THE CASE OF THE SILVER VASES
Manuscript on paper.
Novara, Italy, 7 July 1566£5,750.00
Folio. 32 leaves (28 by 19cms approx.), 19 lines to full page. Handsome, legible Humanist hand. Edges untrimmed, brown ink. Slight age browning, light damp stain to middle of pages, last two leaves holed with loss of a few letters, residue of wax seal on verso of last. In later red velvet folder, metal corners and monogram to upper cover ‘C P G’, coronet above, middle letter and coronet now missing.
Fascinating legal manuscript recording the judgement of the council of Novara in a dispute between two important noble families on the one side and the extremely prominent Alexander Farnese, Duke of Parma on the other. The document is dated 7th July 1566 and concerns Johannes Francicsus Tornielli and Marcus Antonius Brusati and Franciscus Maria Plotus who is named as their associate. The court proceedings are richly described with a sense of immediacy; almost in the style of a stenographer. The manuscript commences with an address to Philip II, King of Spain, Sicily and Milan, and entreats him to approve the judgement of the council as presented to him and in making his final decree, to remove all discord. It is also stated that his judgement will set a precedent for future disputes of this kind. The council members and their relative superiority and status to one another are described, naming key members as ‘subscripti’. The scene is then set: Sunday 7th July 1566, in the evening, at the palazzo of Novara.

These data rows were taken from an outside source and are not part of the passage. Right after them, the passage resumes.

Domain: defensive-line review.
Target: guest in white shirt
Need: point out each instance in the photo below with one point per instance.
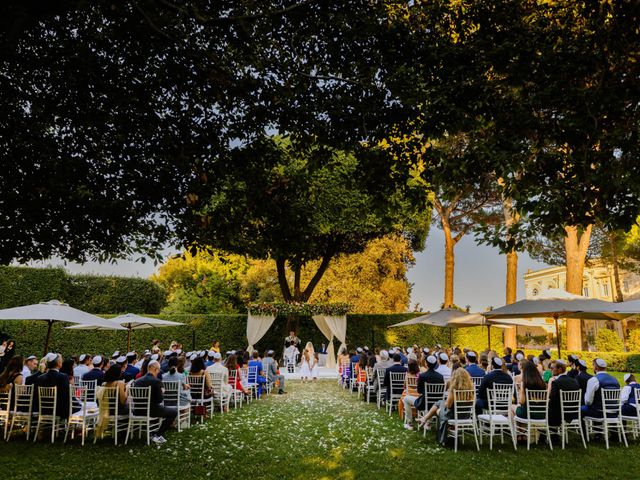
(30, 366)
(443, 369)
(84, 365)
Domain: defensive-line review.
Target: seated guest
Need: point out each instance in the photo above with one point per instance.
(176, 375)
(558, 383)
(445, 409)
(497, 375)
(583, 378)
(30, 367)
(112, 380)
(431, 376)
(96, 373)
(198, 370)
(84, 365)
(53, 378)
(410, 391)
(232, 366)
(531, 380)
(573, 366)
(157, 408)
(507, 357)
(273, 374)
(130, 371)
(259, 367)
(600, 381)
(396, 367)
(442, 368)
(629, 395)
(472, 367)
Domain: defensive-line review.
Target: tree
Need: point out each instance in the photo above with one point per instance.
(207, 282)
(277, 200)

The case concerns ‘Vasa Argentea’, silver cups or vases, that should be given or returned to Alexander Farnese and his wife by Tornielli and Brusati. However, the two accused state “ipsa vasa penes se se non adesse, & nescrire quid de eis factus sit…”, they don’t have the vases and they don’t know what has happened to them. They then state they don’t want to be members of the council anymore and withdraw from proceedings. A lengthy case follows including a long history of both families, where they are described as ‘nobilissima e dignissima’ and a list of the various honours and high positions the family members hold is put forth. This is corroborated by extensive historical evidence from as early as the twelfth century. A number of streets and monuments in the modern city still bear their name. One could compare them to the fictional Montagues and Capulets as these two families of Novara were often engaged in fierce conflict.

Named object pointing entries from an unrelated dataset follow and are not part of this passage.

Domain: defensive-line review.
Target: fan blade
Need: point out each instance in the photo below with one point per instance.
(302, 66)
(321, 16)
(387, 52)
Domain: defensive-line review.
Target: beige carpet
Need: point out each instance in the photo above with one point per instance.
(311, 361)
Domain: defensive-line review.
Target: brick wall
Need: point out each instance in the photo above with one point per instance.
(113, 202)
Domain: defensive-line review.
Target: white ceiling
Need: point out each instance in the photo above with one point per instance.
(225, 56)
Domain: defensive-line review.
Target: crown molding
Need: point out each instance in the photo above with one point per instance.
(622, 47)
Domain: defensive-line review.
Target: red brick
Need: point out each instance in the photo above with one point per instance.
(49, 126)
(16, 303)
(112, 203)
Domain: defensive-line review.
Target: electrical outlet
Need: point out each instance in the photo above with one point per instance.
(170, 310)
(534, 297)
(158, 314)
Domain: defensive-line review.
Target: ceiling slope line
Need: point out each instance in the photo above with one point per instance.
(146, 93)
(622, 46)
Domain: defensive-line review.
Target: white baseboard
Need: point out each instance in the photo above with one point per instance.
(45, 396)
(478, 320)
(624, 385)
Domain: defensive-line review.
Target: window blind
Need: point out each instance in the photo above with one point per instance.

The final decree is as follows: 500 gold coins must be paid by Tornielli and Brusati and they lose their positions in the council and therefore their voices on important matters. The official stamp of the council was affixed, and presumably a copy would have been sent to Philip of Spain’s court for its ratification. The manuscript is not only a valuable record of a considerable and exciting legal dispute but also provides in remarkable detail how proceedings were conducted, naming key players and explaining concepts and events.

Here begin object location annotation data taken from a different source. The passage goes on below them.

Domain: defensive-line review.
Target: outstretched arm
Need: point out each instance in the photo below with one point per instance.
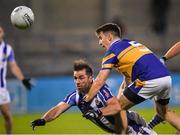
(97, 84)
(52, 114)
(112, 107)
(56, 111)
(173, 51)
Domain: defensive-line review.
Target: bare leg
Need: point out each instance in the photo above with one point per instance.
(170, 116)
(125, 104)
(6, 112)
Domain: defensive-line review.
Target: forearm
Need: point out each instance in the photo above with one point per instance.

Alexander Farnese was a prominent Italian noble and condottiero and general of the Spanish army. The Farnese family were hugely influential in Europe in the fifteenth and sixteenth centuries. He was sometime Duke of Parma, Piacenza and Castro and Governor of the Spanish Netherlands. His mother was the half-sister of Philip II of Spain and Alexander was raised and educated in Spain until his marriage. This dispute occurred when he was 21 years old, a year after his marriage to Maria of Portugal, when he had just established himself in the city of Parma. Historical records indicate Farnese’s time in Parma was filled with hunting, riding and other leisurely activities, until he left to fight the Turks in 1571.